Nel 1994, tutti parlavano della controversa campagna pubblicitaria di questo marchio di lingerie. Lanciava un messaggio sessista o, al contrario, era un’affermazione femminista? Sarebbe censurata oggi per il suo contenuto? (El Mundo)
In Spagna come in tutta Europa fece scalpore la pubblicità del reggiseno Wonderbra che aveva in Eva Herzigova la modella procace che nella sua visita promozionale a Madrid nel 1994 si era autoproclamata “rappresentante del femminismo”. Era davvero femminista il messaggio commerciale di questo marchio di lingerie? O piuttosto una foto che vedeva la donna come un “pezzo di carne”? Lo slogan della campagna risultò tanto controverso quanto l’immagine che lo illustrava: Herzigova si guardava il seno con un sorriso complice indossando un reggiseno che prometteva di esaltare il fascino femminile con il messaggio “Hello boys” (Ciao, ragazzi). Una strategia così aggressiva che ebbe persino la sua leggenda urbana: l’immagine affascinante della modella ceca avrebbe provocato un aumento degli incidenti stradali.

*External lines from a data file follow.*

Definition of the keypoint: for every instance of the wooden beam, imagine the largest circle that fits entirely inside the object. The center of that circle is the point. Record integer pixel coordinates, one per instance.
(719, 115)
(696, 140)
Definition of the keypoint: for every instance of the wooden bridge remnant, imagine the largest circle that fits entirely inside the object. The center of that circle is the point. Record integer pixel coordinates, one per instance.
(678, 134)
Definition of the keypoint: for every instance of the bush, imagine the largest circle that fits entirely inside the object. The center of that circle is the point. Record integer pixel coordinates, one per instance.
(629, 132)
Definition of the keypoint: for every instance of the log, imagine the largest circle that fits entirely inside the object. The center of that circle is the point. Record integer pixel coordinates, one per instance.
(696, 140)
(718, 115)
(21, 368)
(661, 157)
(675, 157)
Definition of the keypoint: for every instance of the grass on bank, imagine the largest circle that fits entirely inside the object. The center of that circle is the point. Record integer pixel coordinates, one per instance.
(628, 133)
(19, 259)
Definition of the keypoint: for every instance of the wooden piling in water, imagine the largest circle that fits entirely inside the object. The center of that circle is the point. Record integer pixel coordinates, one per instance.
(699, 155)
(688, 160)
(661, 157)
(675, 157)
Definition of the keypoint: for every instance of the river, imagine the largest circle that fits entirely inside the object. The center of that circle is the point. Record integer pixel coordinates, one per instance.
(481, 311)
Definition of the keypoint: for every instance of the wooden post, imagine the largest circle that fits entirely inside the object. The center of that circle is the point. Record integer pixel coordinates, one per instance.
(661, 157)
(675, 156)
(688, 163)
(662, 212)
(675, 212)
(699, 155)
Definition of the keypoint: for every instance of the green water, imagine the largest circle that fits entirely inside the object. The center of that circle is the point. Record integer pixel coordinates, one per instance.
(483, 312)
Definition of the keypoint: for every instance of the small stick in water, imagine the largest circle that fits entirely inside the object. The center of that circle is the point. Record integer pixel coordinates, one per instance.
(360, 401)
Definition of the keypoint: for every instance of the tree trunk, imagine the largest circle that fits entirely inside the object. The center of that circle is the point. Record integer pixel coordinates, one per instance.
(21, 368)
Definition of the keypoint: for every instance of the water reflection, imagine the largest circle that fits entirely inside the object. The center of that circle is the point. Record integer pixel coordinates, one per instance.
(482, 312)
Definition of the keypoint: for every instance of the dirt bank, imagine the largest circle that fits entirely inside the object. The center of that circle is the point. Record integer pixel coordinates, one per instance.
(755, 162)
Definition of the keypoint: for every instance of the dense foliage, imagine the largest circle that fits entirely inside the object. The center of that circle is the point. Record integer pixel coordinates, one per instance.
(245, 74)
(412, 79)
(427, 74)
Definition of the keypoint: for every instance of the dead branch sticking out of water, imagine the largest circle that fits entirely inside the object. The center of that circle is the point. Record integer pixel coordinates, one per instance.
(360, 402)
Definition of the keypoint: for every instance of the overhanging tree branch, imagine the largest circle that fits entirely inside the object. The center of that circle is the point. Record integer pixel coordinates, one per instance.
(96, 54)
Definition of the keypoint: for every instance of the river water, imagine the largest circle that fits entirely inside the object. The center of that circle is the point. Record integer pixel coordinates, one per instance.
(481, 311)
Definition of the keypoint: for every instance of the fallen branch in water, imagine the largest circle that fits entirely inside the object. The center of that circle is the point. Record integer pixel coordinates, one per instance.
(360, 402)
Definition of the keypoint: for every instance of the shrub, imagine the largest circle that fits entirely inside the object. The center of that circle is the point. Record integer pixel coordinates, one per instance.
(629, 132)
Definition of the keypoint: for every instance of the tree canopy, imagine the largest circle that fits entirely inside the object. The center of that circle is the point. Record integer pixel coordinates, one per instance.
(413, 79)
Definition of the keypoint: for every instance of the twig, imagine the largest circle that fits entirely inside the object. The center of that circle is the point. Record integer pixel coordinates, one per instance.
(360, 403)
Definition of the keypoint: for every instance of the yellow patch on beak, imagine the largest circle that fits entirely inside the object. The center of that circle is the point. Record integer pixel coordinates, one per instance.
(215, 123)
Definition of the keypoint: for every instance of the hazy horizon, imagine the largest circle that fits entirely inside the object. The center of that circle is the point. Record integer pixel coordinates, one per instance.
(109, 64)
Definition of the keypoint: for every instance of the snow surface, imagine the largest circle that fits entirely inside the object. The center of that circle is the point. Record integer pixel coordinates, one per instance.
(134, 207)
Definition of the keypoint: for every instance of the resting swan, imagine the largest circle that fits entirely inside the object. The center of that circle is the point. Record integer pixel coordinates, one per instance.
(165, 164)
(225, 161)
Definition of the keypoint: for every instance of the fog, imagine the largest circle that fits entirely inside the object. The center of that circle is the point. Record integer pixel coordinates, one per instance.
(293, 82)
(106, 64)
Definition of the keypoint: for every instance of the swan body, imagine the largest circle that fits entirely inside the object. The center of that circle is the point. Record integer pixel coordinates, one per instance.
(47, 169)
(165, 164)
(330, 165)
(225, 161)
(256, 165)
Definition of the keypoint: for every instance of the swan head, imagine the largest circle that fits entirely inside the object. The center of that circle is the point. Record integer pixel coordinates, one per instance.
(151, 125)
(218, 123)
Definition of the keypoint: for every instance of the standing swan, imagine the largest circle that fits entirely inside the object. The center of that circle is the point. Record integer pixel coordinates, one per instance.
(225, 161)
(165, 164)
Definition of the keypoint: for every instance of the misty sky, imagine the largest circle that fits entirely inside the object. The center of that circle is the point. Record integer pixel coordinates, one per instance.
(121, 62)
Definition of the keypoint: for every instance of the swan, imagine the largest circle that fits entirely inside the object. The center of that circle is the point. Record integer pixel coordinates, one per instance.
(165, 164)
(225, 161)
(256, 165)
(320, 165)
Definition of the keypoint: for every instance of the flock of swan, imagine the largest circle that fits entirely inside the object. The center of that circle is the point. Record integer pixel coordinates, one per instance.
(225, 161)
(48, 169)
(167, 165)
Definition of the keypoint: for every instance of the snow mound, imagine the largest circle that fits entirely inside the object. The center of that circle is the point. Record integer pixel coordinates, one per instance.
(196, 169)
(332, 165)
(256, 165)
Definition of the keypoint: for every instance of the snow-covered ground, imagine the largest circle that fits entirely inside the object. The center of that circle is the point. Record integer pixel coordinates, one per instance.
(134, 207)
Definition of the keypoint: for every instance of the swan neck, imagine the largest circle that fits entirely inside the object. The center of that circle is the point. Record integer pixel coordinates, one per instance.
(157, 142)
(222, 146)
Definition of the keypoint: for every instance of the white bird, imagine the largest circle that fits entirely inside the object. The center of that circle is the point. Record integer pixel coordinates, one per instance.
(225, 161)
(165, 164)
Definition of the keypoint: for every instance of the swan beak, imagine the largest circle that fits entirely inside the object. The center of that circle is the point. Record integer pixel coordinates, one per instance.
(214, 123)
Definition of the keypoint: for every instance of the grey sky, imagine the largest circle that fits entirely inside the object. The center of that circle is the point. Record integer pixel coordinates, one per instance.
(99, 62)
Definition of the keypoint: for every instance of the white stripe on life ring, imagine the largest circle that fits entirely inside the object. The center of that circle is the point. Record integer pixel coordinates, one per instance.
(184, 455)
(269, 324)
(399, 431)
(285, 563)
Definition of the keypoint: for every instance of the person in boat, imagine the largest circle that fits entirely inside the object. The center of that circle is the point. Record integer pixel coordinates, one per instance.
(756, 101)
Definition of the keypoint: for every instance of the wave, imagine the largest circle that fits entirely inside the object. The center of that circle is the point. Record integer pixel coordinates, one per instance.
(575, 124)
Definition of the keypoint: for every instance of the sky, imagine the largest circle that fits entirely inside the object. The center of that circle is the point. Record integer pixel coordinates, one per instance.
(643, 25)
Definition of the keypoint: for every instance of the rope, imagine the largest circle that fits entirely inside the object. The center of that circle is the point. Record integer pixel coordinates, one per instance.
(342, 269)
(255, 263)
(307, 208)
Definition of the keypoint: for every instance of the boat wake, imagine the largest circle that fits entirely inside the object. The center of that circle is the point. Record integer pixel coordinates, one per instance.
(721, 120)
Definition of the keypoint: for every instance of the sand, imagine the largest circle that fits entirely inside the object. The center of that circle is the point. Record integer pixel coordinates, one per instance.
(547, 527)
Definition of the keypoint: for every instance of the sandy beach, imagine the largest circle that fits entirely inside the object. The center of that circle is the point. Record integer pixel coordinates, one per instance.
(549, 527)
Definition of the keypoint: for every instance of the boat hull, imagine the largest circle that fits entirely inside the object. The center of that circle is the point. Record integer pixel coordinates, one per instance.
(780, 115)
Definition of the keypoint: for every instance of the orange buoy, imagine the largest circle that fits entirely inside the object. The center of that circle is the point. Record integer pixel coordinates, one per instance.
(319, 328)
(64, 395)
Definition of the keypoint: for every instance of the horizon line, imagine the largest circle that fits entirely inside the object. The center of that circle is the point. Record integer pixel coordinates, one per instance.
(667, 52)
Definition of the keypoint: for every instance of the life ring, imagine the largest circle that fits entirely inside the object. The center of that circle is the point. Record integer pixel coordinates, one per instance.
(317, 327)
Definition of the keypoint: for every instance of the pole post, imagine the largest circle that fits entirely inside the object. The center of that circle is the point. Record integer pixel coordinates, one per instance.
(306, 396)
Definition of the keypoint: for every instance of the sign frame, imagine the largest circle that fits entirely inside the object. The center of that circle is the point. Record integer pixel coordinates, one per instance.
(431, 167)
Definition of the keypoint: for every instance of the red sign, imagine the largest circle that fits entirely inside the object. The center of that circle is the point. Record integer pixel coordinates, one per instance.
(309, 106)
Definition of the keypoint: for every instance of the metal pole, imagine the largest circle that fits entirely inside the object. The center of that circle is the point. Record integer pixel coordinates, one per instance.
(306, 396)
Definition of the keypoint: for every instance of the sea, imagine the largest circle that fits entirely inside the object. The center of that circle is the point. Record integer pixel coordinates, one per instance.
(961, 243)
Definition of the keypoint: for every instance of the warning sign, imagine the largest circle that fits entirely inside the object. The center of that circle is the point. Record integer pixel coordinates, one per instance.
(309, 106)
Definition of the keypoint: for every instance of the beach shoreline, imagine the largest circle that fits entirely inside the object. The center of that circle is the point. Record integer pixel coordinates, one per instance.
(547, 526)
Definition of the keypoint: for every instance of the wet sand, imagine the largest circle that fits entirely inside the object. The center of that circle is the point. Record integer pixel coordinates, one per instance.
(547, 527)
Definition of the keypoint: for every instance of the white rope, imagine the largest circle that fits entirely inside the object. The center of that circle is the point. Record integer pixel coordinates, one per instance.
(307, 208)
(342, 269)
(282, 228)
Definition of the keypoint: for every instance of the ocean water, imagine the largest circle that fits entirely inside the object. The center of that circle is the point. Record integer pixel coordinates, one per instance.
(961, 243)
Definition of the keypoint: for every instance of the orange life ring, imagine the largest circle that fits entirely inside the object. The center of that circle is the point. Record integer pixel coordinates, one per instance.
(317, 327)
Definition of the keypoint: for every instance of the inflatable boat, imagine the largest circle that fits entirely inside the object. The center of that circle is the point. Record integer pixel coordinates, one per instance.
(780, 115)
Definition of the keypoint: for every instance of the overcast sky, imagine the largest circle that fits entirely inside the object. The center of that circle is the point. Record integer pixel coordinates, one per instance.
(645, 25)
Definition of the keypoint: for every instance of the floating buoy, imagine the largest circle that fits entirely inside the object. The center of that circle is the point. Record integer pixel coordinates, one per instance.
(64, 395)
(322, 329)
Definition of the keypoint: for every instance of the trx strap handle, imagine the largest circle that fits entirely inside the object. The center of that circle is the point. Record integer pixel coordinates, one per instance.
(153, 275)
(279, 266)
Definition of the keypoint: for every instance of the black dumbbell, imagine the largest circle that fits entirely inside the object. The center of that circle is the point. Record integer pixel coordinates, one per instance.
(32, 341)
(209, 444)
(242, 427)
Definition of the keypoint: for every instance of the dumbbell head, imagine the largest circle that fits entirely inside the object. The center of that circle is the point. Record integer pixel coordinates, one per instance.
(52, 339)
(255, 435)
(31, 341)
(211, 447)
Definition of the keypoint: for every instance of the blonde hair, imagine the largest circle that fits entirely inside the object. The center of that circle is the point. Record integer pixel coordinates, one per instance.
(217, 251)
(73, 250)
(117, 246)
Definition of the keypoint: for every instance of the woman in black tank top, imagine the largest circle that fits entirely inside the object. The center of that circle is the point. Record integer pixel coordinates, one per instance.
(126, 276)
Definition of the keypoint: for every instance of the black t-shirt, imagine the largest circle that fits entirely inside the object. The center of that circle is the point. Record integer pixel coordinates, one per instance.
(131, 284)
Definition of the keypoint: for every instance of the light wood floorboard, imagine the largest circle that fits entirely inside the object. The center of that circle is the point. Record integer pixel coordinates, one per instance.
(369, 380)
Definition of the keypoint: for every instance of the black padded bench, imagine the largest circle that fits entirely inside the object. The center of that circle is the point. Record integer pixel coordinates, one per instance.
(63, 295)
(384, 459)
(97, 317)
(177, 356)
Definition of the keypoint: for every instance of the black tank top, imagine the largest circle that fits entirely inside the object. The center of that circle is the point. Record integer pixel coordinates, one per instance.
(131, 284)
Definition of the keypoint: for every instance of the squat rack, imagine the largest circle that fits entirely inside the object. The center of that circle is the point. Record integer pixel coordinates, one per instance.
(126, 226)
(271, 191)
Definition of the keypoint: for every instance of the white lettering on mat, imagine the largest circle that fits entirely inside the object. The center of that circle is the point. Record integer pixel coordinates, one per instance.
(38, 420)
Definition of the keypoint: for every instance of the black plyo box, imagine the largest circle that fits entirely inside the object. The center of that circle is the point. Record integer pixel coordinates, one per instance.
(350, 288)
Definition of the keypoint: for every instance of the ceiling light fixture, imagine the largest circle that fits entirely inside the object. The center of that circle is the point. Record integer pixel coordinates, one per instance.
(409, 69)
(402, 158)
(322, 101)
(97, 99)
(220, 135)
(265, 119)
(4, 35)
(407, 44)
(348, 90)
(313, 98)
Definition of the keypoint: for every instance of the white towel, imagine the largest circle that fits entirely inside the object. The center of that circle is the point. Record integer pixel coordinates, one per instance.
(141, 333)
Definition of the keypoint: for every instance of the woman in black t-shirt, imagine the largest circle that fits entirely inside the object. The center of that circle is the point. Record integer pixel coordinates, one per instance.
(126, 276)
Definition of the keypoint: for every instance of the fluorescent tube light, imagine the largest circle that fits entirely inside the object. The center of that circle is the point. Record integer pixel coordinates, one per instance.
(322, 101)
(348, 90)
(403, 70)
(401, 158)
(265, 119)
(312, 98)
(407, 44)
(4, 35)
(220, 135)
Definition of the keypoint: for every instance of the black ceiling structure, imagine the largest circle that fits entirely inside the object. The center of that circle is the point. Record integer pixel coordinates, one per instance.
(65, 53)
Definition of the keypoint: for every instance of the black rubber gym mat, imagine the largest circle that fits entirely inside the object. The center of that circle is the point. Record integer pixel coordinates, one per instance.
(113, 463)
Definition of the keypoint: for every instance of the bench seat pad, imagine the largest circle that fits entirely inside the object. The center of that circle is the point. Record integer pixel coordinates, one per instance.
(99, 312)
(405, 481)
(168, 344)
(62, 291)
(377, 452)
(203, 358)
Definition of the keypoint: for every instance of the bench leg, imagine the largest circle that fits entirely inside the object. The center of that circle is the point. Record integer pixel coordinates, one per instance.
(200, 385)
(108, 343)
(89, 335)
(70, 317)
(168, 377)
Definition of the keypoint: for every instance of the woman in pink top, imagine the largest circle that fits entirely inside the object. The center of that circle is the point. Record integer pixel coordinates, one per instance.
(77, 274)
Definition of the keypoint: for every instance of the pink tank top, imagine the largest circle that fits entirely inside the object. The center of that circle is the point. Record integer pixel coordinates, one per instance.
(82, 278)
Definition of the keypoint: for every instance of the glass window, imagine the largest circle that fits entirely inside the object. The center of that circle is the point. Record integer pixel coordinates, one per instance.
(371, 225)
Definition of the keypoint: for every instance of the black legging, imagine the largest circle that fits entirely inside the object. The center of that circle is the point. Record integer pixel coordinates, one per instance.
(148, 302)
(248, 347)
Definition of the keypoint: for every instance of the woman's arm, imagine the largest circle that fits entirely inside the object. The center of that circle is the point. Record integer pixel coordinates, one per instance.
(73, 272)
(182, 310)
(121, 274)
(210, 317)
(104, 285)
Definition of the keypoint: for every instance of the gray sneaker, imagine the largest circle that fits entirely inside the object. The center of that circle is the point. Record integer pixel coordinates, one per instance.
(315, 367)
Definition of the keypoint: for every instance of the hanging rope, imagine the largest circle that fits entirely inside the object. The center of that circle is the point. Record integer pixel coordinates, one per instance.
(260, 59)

L’obiettivo commerciale era chiaro: ottenere quello che si chiama l’effetto rompicollo, l’effetto wow. Il successo del Wonderbra fu fulminante. Secondo uno studio della School of Business dell’Università del Michigan, in quei giorni nel mondo veniva venduto un reggiseno ogni 15 secondi, mentre i telegiornali si riempivano di dichiarazioni di commessi di negozi che raccontavano di non riuscire a tenere il passo con le loro riforniture. In Spagna, solo in un anno, ne furono venduti mezzo milione. Era un prodotto aspirazionale che elevava l’autostima, qualcosa di simile a quello che provoca in una donna indossare un buon tacco alto. Ruppe le barriere grazie all’effetto décolleté, perché non solo sollevava il seno, ma anche lo avvicinava.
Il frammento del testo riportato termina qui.